Economics and business administration professors Dr. Tobin Turner and Dr. Kurt Gleichauf led a group of 14 PC students to Edge Hill University in Ormskirk, a city in the English Midlands about 15-20 miles from Liverpool.
Students enrolled for college credit classes at Edge Hill, where they studied economics, marketing, and tourism, as well as experiencing local culture. Gleichauf said the area was picturesque and welcoming for students.
“Edge Hill is beautiful,” he said. “It’s one of the prettiest modern campuses I’ve ever seen and it was a wonderful environment for our students to be in. Ormskirk is a smaller town of about 25,000 people – a 15-minute walk from campus. It’s a beautiful little English market town, so it has an old walking area with cobblestone streets.”
When they were not in class, students explored.
“We tried to empower them to travel as much as possible on their own if they could, and they took full advantage of that,” Gleichauf said. “So they went to Liverpool, Manchester, London, and Edinburgh. So, they were on the road as much as time allowed for. They did a fantastic job of exploring on their own.”
While exploring nearby Liverpool, students visited the historic slave and maritime museums and, naturally, ventured to places devoted to the city’s most famous former residents – the Beatles.
“There are a number of Beatles-related facilities in Liverpool – a couple of bars and entertainment venues dedicated to them and I know several of our students visited them,” Gleichauf said. “They are certainly a part of Liverpudlian culture.”
Amazingly, what students encountered during their travels in England was also what they studied. Gleichauf said several lectures he and the students heard emphasized local tourism and marketing to tourists interested in natural parks and historic buildings.

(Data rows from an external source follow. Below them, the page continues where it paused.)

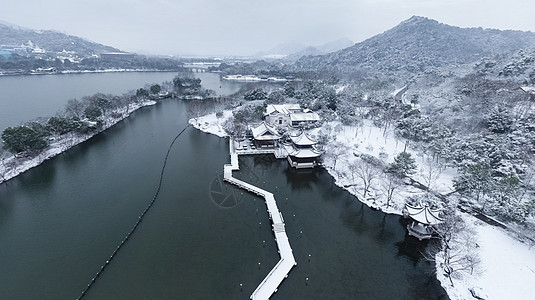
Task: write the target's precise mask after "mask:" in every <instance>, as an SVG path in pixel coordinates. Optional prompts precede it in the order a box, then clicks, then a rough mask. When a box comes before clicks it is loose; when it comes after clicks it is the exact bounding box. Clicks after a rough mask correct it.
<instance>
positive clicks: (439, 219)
mask: <svg viewBox="0 0 535 300" xmlns="http://www.w3.org/2000/svg"><path fill="white" fill-rule="evenodd" d="M405 207H406V208H407V212H408V213H409V217H411V218H412V219H413V220H414V221H416V222H419V223H422V224H425V225H436V224H440V223H442V222H443V220H442V218H440V217H439V216H438V213H439V210H434V209H430V208H429V206H427V205H425V206H420V205H419V206H412V205H409V204H405Z"/></svg>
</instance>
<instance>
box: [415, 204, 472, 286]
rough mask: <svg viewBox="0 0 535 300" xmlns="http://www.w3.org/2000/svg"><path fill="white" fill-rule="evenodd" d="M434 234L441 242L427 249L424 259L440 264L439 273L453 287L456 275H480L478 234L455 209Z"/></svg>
mask: <svg viewBox="0 0 535 300" xmlns="http://www.w3.org/2000/svg"><path fill="white" fill-rule="evenodd" d="M434 232H435V233H436V235H437V236H438V239H439V240H438V241H437V242H436V243H432V244H430V245H429V246H428V247H427V249H426V252H425V253H424V257H425V258H426V259H428V260H430V261H433V262H438V264H439V265H438V267H439V269H437V272H438V271H439V270H441V271H443V272H444V274H445V275H446V277H447V278H448V279H449V281H450V283H451V286H454V284H453V277H454V276H456V275H461V274H462V273H469V274H474V273H476V274H479V273H480V270H479V267H480V265H481V260H480V258H479V253H478V251H477V249H476V248H477V247H478V245H477V239H476V233H475V231H474V230H473V229H472V228H470V227H468V226H467V225H466V223H464V221H463V219H462V218H461V217H460V216H458V215H456V214H455V209H454V208H452V209H450V211H449V212H448V213H447V214H446V216H445V217H444V222H443V223H441V224H439V225H436V226H435V227H434Z"/></svg>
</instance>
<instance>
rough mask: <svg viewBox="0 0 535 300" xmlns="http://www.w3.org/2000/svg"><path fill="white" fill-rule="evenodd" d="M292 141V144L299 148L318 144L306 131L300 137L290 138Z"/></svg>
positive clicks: (301, 134) (291, 136)
mask: <svg viewBox="0 0 535 300" xmlns="http://www.w3.org/2000/svg"><path fill="white" fill-rule="evenodd" d="M290 139H291V140H292V143H294V144H295V145H298V146H312V145H316V144H317V143H318V142H317V141H315V140H313V139H311V138H310V137H309V136H308V135H307V134H306V133H305V132H304V131H303V132H301V134H299V135H298V136H290Z"/></svg>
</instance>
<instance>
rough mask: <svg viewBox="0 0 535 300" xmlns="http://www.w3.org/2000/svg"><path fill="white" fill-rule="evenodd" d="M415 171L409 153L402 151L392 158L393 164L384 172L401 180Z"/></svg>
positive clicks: (414, 163) (389, 165)
mask: <svg viewBox="0 0 535 300" xmlns="http://www.w3.org/2000/svg"><path fill="white" fill-rule="evenodd" d="M415 170H416V161H415V160H414V158H412V155H411V154H410V153H408V152H405V151H404V152H401V153H400V154H398V155H397V156H396V157H394V162H392V163H391V164H390V165H389V166H388V168H387V169H386V172H388V173H392V174H394V175H396V176H398V177H400V178H402V177H405V176H408V175H412V174H414V172H415Z"/></svg>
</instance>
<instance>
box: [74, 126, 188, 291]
mask: <svg viewBox="0 0 535 300" xmlns="http://www.w3.org/2000/svg"><path fill="white" fill-rule="evenodd" d="M190 126H191V125H190V124H188V125H186V127H184V129H182V131H180V132H179V133H178V134H177V135H176V136H175V138H174V139H173V141H172V142H171V144H170V145H169V148H167V154H166V155H165V159H164V161H163V166H162V171H161V172H160V181H159V182H158V188H157V189H156V193H154V197H153V198H152V201H150V202H149V205H147V207H145V210H143V212H142V213H141V214H140V215H139V217H138V218H137V221H136V223H135V224H134V226H133V227H132V229H131V230H130V232H128V234H127V235H126V236H125V238H124V239H123V240H122V241H121V243H120V244H119V245H118V246H117V248H116V249H115V250H114V251H113V253H112V254H111V256H110V258H109V259H108V260H106V263H104V264H103V265H102V266H101V267H100V270H98V271H97V273H96V274H95V276H94V277H93V278H92V279H91V281H89V284H87V287H86V288H85V289H84V290H83V291H82V294H81V295H80V296H79V297H78V298H77V300H80V299H82V298H83V297H84V296H85V294H86V293H87V292H88V291H89V289H90V288H91V287H92V286H93V284H94V283H95V281H96V280H97V279H98V278H99V276H100V275H101V274H102V272H104V270H105V269H106V267H107V266H108V265H109V264H110V262H111V261H112V259H113V258H114V257H115V256H116V255H117V253H118V252H119V250H120V249H121V247H122V246H124V244H125V243H126V242H127V241H128V239H129V238H130V236H131V235H132V234H133V233H134V231H136V229H137V227H138V226H139V224H140V223H141V220H143V218H144V217H145V214H147V212H148V211H149V209H150V208H151V207H152V205H153V204H154V202H155V201H156V198H157V197H158V194H159V193H160V189H161V187H162V181H163V174H164V171H165V166H166V165H167V158H168V157H169V153H170V152H171V149H172V148H173V145H174V144H175V142H176V140H177V139H178V138H179V137H180V136H181V135H182V133H184V131H186V129H188V127H190Z"/></svg>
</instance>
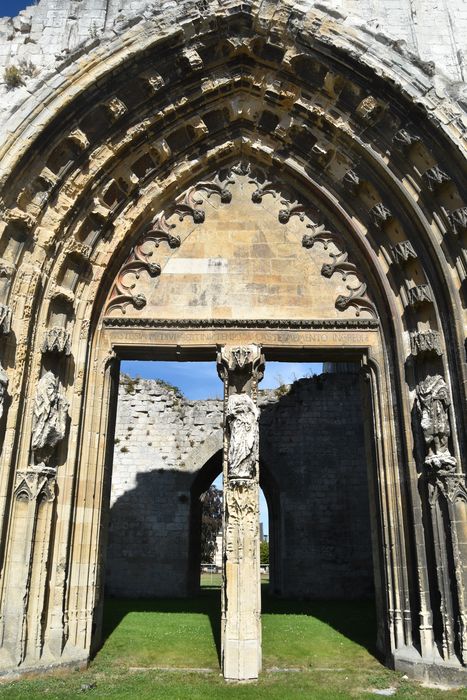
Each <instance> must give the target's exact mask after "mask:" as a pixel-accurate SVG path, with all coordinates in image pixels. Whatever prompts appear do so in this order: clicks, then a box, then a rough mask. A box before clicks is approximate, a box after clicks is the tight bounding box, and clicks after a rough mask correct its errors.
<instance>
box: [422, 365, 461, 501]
mask: <svg viewBox="0 0 467 700" xmlns="http://www.w3.org/2000/svg"><path fill="white" fill-rule="evenodd" d="M416 405H417V411H418V415H419V418H420V425H421V428H422V430H423V435H424V438H425V444H426V447H427V454H426V456H425V467H426V469H427V476H428V478H429V480H430V481H431V482H432V483H433V485H434V486H436V487H438V488H439V489H440V490H441V492H442V493H443V494H444V495H445V496H446V497H447V498H449V500H451V501H452V500H454V499H456V498H457V497H462V498H463V499H465V500H467V492H466V489H465V477H464V476H463V475H462V474H460V473H458V472H457V471H456V466H457V460H456V458H455V457H454V456H453V455H452V454H451V452H450V450H449V437H450V435H451V426H450V423H449V414H448V410H449V407H450V405H451V399H450V397H449V390H448V387H447V385H446V382H445V381H444V379H443V378H442V377H441V376H440V375H439V374H435V375H433V376H431V375H428V377H426V379H424V380H423V381H422V382H420V384H419V385H418V386H417V402H416Z"/></svg>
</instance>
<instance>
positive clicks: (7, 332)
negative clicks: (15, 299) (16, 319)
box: [0, 304, 11, 335]
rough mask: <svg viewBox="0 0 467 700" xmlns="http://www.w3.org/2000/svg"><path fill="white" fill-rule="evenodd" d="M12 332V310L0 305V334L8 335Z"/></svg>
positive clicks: (8, 308)
mask: <svg viewBox="0 0 467 700" xmlns="http://www.w3.org/2000/svg"><path fill="white" fill-rule="evenodd" d="M10 330H11V308H10V307H9V306H6V305H5V304H0V334H1V335H8V333H9V332H10Z"/></svg>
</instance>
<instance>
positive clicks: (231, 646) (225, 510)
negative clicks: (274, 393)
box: [218, 345, 264, 680]
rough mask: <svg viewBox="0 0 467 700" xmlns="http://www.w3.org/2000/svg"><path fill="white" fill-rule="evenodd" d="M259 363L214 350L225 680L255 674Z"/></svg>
mask: <svg viewBox="0 0 467 700" xmlns="http://www.w3.org/2000/svg"><path fill="white" fill-rule="evenodd" d="M263 369H264V361H263V356H262V355H261V349H260V348H259V347H258V346H257V345H249V346H246V347H240V348H239V347H237V348H230V347H226V346H224V347H223V348H221V349H220V351H219V356H218V371H219V376H220V377H221V379H222V380H223V382H224V537H223V580H222V669H223V673H224V677H225V678H226V679H230V680H248V679H255V678H257V677H258V674H259V672H260V670H261V578H260V558H259V541H260V540H259V469H258V467H259V463H258V445H259V430H258V419H259V409H258V408H257V405H256V401H257V386H258V382H259V381H260V380H261V379H262V377H263Z"/></svg>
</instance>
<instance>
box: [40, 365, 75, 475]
mask: <svg viewBox="0 0 467 700" xmlns="http://www.w3.org/2000/svg"><path fill="white" fill-rule="evenodd" d="M68 407H69V403H68V401H67V400H66V399H65V397H64V396H63V394H61V393H60V391H59V388H58V379H57V377H55V375H54V374H53V373H52V372H47V373H46V374H44V376H43V377H42V379H41V380H40V382H39V384H38V385H37V391H36V399H35V402H34V416H33V423H32V444H31V447H32V450H33V452H34V456H35V458H36V461H39V462H45V463H47V461H48V459H49V458H50V455H51V453H52V450H53V448H54V447H55V446H56V445H57V444H58V443H59V442H60V440H63V438H64V437H65V431H66V419H67V411H68Z"/></svg>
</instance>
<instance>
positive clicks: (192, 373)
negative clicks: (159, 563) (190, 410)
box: [120, 360, 322, 535]
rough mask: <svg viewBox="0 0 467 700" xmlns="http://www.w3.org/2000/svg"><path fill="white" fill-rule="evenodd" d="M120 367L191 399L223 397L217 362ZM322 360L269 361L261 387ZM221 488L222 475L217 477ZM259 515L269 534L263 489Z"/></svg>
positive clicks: (291, 375)
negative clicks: (171, 387)
mask: <svg viewBox="0 0 467 700" xmlns="http://www.w3.org/2000/svg"><path fill="white" fill-rule="evenodd" d="M120 369H121V371H122V372H125V374H129V375H130V376H131V377H136V376H138V375H139V376H140V377H142V378H143V379H164V380H165V381H166V382H170V384H174V385H175V386H178V388H179V389H181V391H182V392H183V394H184V395H185V396H186V397H187V398H188V399H192V400H193V399H206V398H215V397H219V398H221V397H222V383H221V381H220V379H219V377H218V376H217V372H216V366H215V364H214V362H138V361H133V360H132V361H124V362H122V363H121V368H120ZM321 371H322V364H321V363H312V362H267V363H266V372H265V374H264V379H263V381H262V382H261V384H260V387H261V388H264V389H274V388H276V387H277V386H279V385H280V384H291V383H292V382H293V381H294V379H299V378H300V377H304V376H310V375H312V374H320V372H321ZM214 483H215V485H216V486H217V487H218V488H220V489H222V477H221V476H219V477H218V478H217V479H216V480H215V482H214ZM260 519H261V522H262V523H263V527H264V533H265V535H269V518H268V507H267V504H266V499H265V498H264V495H263V492H262V491H261V493H260Z"/></svg>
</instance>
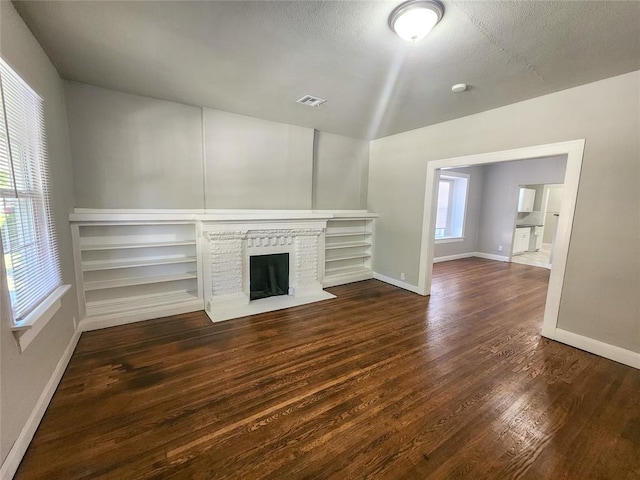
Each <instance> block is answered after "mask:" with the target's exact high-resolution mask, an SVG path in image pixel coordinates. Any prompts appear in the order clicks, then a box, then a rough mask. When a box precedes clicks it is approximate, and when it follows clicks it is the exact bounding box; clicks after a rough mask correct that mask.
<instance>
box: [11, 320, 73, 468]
mask: <svg viewBox="0 0 640 480" xmlns="http://www.w3.org/2000/svg"><path fill="white" fill-rule="evenodd" d="M80 333H81V332H80V329H76V331H75V332H73V336H72V337H71V339H70V340H69V344H68V345H67V348H66V349H65V351H64V353H63V354H62V357H61V358H60V360H59V361H58V365H56V368H55V370H54V371H53V373H52V374H51V378H50V379H49V381H48V382H47V384H46V386H45V387H44V390H43V391H42V394H41V395H40V398H39V399H38V401H37V403H36V405H35V407H34V408H33V411H32V412H31V415H29V418H28V419H27V422H26V423H25V425H24V427H22V431H21V432H20V435H18V438H17V439H16V441H15V443H14V444H13V446H12V447H11V450H10V451H9V454H8V455H7V458H5V460H4V462H3V464H2V467H1V468H0V480H11V479H12V478H13V476H14V475H15V474H16V471H17V470H18V467H19V466H20V462H21V461H22V457H23V456H24V454H25V453H26V451H27V448H28V447H29V444H30V443H31V440H32V439H33V436H34V435H35V433H36V430H37V429H38V425H40V421H41V420H42V417H43V416H44V413H45V412H46V410H47V407H48V406H49V402H50V401H51V399H52V398H53V394H54V393H55V392H56V389H57V388H58V384H59V383H60V380H61V379H62V375H63V374H64V371H65V370H66V368H67V365H68V364H69V360H71V356H72V355H73V351H74V350H75V348H76V345H77V344H78V340H79V339H80Z"/></svg>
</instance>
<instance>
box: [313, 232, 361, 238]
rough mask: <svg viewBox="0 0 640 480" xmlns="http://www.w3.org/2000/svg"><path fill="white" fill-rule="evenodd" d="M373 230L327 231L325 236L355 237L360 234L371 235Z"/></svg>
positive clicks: (338, 236)
mask: <svg viewBox="0 0 640 480" xmlns="http://www.w3.org/2000/svg"><path fill="white" fill-rule="evenodd" d="M372 233H373V232H365V231H361V232H340V233H325V234H324V236H325V237H329V238H332V237H355V236H359V235H371V234H372Z"/></svg>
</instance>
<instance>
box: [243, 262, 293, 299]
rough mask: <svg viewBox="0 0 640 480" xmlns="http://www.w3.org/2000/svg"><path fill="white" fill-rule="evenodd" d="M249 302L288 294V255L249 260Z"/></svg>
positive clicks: (288, 268)
mask: <svg viewBox="0 0 640 480" xmlns="http://www.w3.org/2000/svg"><path fill="white" fill-rule="evenodd" d="M249 264H250V266H249V268H250V277H249V283H250V290H251V291H250V295H249V298H250V299H251V300H257V299H259V298H266V297H273V296H275V295H287V294H288V293H289V254H288V253H276V254H273V255H257V256H252V257H250V258H249Z"/></svg>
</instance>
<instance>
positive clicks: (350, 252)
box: [324, 214, 376, 287]
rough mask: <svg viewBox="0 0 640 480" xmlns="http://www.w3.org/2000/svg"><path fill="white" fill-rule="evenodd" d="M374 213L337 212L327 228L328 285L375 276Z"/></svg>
mask: <svg viewBox="0 0 640 480" xmlns="http://www.w3.org/2000/svg"><path fill="white" fill-rule="evenodd" d="M375 217H376V215H373V214H358V215H346V214H345V215H344V216H343V215H340V216H338V215H336V216H335V217H334V218H332V219H330V220H328V221H327V228H326V231H325V257H324V261H325V263H324V265H325V268H324V286H325V287H332V286H335V285H342V284H345V283H350V282H357V281H360V280H367V279H369V278H373V270H372V257H373V236H374V229H373V226H374V223H373V222H374V218H375Z"/></svg>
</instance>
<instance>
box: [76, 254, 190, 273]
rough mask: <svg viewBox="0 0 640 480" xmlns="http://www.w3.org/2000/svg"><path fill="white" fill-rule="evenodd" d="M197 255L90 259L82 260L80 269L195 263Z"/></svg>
mask: <svg viewBox="0 0 640 480" xmlns="http://www.w3.org/2000/svg"><path fill="white" fill-rule="evenodd" d="M197 261H198V259H197V257H173V258H133V259H128V260H91V261H84V262H82V270H83V271H85V272H95V271H98V270H117V269H121V268H137V267H151V266H155V265H174V264H178V263H196V262H197Z"/></svg>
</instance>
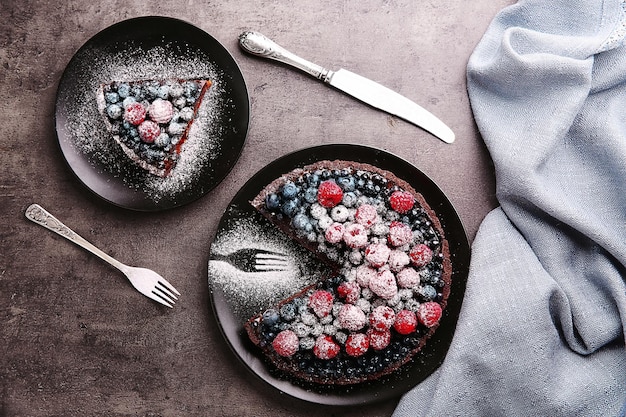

“It was great to have a native professor speak to those aspects of local culture, the local landscape and history, and also using local vocabulary, not only just for the place areas, but also vocabulary associated with marketing and tourism in general,” he said.
Students also learned more about “dark tourism” marketed to people interested in historic places where something terrible has happened – like the Tower of London, where political prisoners were tortured and killed, or areas associated with the Holocaust in Eastern Europe.
A frequent traveler, Gleichauf said he enjoyed learning more about the English Midlands and seeing it through his students’ eyes.
“There are a number of things that I enjoyed, he said. “Certainly, being able to accompany our students and be there as they experience a lot of these new sites and see the excitement and wonder in their eyes was the most beneficial and, frankly, most satisfying part of the trip.”